How to raise $500 billion in 5 years for clean energy

A spate of recent headlines touted President Obama’s announcement that a new federal program had secured $4 billion in commitments from private equity investors to finance new clean energy projects.  Four billion sounds great, but it’s a drop in the bucket of the International Energy Agency’s estimate of what’s needed to keep global warming under 2 degrees centigrade—the IEA says we’ll need $500 billion in the next five years and $1 trillion by 2030.  And that’s the real goal of the DOE’s new Clean Energy Investment Center.  Impact investors already have $46 billion in the bucket, and globally, we’re halfway to that near-term $500 billion target.  The new federal initiatives aim to provide the information that foundations and other large investors need in order to get comfortable joining the green energy rush.  The Guardian offered up a great overview of how this announcement is about way more than this initial $4 billion:

“Energy is an incredibly capital-intensive sector of the economy,” said Phyllis Cuttino, director of the Pew Charitable Trust’s clean energy initiative. “Two guys can’t just create something in their garage. It has to be manufactured and deployed.” . . . Institutional investors often grapple with the arcana of clean technologies, while for potential do-gooders, impact investment structures – the intricacies of repayment rates and debt financing and equity bargains – often differ from traditional investments.

“You’re looking at trillions of dollars in capital,” said Reicher, “but getting folks who run those funds up the learning curve, getting them comfortable with those types of investments, is the challenge.” Clean-energy markets needed some logistical help, and the investment community called on world leaders to make it happen. With the White House’s promise to help investors navigate the field, that has started in earnest.  (Read the entire Guardian article here)

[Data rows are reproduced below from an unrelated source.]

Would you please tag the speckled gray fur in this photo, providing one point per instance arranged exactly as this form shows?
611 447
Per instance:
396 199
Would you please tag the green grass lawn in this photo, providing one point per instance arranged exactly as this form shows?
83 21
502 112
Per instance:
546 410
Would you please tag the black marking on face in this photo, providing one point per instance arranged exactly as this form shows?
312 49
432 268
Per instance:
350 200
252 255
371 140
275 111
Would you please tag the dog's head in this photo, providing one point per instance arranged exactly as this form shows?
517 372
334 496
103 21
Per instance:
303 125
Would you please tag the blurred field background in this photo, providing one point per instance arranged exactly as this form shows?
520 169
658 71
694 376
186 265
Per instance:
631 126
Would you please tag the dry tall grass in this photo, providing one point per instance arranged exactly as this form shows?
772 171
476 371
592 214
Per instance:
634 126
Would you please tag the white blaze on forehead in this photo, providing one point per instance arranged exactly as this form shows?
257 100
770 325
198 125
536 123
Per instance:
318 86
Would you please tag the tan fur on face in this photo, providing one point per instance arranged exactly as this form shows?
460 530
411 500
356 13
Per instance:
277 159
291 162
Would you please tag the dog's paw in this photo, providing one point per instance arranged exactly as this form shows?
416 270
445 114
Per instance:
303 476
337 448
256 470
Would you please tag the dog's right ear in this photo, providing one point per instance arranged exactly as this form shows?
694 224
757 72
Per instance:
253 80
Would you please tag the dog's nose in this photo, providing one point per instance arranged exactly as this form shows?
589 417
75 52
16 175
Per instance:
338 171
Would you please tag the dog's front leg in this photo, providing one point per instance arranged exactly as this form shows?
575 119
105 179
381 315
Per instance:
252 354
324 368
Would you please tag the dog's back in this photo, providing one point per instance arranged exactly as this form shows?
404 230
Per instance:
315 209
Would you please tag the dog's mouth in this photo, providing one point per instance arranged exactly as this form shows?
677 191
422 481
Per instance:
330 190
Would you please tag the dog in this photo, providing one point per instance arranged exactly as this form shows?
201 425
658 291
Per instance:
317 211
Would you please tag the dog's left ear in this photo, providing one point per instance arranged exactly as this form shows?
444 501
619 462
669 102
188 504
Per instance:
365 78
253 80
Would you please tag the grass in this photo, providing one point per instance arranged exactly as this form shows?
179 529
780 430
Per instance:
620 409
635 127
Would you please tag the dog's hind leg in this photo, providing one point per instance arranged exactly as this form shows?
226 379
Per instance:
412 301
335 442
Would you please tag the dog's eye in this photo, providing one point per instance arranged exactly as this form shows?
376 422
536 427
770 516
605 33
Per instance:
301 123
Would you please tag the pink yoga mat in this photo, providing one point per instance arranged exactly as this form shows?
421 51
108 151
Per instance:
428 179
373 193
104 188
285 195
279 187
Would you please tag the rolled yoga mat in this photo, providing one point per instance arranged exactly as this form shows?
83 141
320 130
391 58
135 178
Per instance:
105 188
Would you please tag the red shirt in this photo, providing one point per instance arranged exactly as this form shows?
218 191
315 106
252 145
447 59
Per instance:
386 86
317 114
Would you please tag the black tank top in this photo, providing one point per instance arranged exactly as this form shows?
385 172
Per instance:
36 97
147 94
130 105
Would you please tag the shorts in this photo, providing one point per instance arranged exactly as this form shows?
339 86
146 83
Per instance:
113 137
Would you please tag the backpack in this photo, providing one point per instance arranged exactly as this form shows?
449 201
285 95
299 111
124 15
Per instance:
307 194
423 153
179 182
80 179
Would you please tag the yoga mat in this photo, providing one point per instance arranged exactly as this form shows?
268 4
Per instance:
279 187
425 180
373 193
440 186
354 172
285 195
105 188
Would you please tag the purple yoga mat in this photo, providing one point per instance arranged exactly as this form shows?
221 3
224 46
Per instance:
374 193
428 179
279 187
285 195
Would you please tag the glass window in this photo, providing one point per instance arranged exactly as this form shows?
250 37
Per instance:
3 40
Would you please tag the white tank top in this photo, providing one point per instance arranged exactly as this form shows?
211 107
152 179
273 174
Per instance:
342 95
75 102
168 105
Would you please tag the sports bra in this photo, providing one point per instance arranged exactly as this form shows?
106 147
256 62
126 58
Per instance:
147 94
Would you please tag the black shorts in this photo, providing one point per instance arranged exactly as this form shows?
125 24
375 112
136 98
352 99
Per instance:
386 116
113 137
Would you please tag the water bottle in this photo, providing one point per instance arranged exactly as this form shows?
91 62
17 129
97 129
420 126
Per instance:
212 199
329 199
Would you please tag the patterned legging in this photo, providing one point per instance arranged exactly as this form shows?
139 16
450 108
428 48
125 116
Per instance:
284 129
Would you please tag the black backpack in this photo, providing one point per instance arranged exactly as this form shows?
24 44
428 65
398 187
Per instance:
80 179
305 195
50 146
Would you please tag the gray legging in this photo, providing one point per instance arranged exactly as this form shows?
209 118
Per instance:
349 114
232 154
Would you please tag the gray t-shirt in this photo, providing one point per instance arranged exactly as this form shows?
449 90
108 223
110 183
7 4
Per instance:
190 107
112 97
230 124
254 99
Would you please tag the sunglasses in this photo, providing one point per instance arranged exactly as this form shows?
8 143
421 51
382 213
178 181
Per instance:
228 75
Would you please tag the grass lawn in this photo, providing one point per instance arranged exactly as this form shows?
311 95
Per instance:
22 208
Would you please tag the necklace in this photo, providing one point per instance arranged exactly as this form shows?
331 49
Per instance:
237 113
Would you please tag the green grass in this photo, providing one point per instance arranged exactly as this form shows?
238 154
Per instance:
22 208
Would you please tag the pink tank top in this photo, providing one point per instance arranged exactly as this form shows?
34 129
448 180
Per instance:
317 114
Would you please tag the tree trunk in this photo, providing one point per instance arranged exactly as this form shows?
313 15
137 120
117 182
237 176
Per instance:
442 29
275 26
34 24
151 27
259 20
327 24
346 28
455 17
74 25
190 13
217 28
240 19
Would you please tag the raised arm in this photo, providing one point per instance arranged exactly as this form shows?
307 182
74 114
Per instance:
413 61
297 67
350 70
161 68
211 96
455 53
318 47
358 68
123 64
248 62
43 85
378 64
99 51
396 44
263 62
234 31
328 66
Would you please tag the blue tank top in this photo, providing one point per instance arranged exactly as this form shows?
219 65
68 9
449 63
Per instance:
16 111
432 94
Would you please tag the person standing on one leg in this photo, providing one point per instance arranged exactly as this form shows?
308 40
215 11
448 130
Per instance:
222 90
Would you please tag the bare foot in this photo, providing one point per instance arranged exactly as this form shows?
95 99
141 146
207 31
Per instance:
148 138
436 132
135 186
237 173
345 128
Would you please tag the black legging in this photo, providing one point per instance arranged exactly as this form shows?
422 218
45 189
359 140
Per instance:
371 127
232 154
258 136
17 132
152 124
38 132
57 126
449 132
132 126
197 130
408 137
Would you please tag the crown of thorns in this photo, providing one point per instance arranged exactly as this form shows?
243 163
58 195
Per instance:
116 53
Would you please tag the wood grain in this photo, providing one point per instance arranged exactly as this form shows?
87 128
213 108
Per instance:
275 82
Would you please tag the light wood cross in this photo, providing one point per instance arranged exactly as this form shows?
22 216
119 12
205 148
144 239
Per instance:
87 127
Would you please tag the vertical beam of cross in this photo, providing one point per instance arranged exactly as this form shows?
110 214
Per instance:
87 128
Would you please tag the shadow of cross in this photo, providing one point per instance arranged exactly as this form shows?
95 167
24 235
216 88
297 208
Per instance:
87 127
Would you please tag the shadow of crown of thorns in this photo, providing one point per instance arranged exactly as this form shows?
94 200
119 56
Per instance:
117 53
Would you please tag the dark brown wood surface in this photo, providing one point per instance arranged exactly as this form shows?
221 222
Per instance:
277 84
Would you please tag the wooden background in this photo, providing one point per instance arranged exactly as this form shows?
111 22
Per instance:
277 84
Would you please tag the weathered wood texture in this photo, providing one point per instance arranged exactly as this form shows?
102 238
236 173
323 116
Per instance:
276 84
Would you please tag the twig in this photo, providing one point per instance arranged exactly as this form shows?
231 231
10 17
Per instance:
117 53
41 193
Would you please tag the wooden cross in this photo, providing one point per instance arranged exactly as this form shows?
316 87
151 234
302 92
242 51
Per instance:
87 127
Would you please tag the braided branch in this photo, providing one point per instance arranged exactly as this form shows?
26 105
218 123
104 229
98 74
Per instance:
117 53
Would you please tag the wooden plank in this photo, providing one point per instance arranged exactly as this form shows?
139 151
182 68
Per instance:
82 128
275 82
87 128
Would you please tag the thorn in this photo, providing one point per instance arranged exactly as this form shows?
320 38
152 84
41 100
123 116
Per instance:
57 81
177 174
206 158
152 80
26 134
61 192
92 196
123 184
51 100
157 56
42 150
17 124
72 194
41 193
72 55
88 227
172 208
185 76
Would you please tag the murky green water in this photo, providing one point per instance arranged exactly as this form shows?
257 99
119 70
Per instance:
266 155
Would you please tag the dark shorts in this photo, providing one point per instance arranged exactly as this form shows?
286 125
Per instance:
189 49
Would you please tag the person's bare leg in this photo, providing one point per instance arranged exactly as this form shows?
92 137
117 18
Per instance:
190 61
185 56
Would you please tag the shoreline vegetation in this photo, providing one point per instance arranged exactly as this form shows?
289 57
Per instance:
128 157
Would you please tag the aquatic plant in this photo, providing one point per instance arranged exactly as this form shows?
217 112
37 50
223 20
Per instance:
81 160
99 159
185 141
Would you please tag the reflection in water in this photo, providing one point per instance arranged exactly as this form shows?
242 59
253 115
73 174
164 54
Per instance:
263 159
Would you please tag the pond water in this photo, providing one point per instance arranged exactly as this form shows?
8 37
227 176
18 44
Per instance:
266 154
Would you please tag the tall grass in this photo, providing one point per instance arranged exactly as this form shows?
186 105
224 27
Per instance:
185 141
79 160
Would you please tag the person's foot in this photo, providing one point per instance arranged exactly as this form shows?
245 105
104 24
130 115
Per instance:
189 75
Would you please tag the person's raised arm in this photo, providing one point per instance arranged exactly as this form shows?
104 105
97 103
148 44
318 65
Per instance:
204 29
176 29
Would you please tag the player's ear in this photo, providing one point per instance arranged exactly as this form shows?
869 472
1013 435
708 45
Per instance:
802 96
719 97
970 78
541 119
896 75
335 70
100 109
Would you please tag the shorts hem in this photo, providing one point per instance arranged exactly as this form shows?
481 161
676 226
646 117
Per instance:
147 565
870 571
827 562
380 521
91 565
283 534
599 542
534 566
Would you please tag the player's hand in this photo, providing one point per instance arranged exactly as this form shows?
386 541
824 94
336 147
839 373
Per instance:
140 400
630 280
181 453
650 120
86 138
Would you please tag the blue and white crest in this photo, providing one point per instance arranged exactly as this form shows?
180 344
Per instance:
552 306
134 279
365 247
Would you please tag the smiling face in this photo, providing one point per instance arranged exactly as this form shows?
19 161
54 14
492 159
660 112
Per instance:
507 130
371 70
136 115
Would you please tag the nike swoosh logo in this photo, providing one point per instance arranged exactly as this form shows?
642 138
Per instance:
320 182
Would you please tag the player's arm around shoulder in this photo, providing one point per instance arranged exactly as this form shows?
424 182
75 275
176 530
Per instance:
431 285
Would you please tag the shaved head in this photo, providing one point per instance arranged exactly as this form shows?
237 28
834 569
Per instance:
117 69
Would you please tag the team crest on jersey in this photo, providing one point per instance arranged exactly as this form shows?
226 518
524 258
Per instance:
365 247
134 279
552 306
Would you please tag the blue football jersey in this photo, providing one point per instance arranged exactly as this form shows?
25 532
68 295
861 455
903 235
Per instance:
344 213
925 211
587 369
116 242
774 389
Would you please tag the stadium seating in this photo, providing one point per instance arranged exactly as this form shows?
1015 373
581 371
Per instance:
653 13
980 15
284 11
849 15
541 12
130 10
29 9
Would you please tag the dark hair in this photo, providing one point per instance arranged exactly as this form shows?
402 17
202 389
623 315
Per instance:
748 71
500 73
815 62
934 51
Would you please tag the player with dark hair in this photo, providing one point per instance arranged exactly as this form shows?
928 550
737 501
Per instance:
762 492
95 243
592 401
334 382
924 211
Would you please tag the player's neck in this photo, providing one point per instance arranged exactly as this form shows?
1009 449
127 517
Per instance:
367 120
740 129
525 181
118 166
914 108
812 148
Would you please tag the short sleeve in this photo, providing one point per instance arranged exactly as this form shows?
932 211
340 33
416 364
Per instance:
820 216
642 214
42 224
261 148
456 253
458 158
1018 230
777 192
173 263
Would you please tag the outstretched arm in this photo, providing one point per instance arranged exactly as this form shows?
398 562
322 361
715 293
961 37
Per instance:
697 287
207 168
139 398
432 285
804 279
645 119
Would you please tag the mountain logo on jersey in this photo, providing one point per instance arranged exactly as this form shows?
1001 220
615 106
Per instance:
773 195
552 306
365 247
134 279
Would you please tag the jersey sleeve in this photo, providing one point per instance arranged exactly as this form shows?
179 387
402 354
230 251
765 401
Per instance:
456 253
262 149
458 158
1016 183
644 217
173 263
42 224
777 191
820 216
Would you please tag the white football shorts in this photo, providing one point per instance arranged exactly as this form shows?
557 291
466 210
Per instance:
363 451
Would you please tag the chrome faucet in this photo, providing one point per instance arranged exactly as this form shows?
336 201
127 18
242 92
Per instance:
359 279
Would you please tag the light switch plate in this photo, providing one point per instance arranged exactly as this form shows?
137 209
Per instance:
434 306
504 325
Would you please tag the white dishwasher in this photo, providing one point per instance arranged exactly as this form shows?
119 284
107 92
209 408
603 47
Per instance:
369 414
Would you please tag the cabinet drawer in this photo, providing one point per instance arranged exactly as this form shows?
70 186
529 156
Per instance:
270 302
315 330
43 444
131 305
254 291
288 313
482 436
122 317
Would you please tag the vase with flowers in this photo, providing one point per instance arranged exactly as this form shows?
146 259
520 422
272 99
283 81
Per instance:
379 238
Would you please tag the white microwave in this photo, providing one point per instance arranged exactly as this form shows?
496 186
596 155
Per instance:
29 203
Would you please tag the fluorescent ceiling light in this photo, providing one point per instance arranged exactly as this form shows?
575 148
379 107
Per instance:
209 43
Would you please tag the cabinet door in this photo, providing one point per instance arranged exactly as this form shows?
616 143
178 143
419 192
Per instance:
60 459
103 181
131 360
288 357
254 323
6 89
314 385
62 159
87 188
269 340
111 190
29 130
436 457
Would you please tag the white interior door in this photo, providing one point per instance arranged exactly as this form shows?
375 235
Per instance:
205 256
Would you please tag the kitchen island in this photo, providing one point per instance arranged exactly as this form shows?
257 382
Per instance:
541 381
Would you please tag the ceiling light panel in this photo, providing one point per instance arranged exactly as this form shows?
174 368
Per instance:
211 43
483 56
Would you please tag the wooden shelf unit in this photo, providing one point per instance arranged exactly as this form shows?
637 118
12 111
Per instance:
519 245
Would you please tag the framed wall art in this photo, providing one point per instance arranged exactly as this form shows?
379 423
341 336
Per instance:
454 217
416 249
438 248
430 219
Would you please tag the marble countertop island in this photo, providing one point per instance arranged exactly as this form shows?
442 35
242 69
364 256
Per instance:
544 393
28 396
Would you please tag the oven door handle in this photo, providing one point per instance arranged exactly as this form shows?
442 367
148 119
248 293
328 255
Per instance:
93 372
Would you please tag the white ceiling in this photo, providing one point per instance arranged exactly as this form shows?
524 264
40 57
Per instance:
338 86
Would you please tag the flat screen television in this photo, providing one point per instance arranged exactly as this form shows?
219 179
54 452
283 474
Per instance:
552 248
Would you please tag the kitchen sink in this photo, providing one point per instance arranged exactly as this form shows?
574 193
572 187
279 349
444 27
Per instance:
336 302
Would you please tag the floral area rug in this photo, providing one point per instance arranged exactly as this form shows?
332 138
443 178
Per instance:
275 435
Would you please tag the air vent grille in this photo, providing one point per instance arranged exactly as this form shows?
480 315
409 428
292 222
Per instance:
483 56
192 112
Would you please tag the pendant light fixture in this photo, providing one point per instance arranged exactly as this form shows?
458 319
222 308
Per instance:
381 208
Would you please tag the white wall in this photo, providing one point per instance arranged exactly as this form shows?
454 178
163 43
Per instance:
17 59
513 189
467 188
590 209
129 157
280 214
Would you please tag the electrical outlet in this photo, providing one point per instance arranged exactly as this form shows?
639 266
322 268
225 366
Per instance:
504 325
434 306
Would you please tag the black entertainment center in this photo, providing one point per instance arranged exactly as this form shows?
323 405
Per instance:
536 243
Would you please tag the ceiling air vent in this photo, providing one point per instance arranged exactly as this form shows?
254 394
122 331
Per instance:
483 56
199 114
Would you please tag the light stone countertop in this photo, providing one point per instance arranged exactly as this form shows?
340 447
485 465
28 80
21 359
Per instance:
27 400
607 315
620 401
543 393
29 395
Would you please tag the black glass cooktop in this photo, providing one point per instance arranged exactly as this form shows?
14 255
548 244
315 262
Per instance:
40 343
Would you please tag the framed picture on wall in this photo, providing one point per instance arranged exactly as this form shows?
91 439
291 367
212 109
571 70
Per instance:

The new initiatives include both the Clean Energy Investment Center, which will provide information on early-stage companies as well as research and analysis from the DOE and the National Laboratories, and an “aligned intermediary” that will specifically seek to provide a more aligned and scalable access point for long-term investors — such as families, foundations, endowments, pensions and sovereign funds — to the resource innovation investment ecosystem. According to Ashby Monk of the Stanford Global Projects Center, who helped design the program,  “It’s not a fund. It’s actually more of an impact investment bank that serves the buy-side needs of these long-term investors.”

This is a great example of how government can help facilitate the changes we need, without taking the lead in funding itself.  As these programs get rolled out, they should make it much easier for resilient investors to make informed decisions about some of their Zone 9 impact investments in an evolutionary national energy system.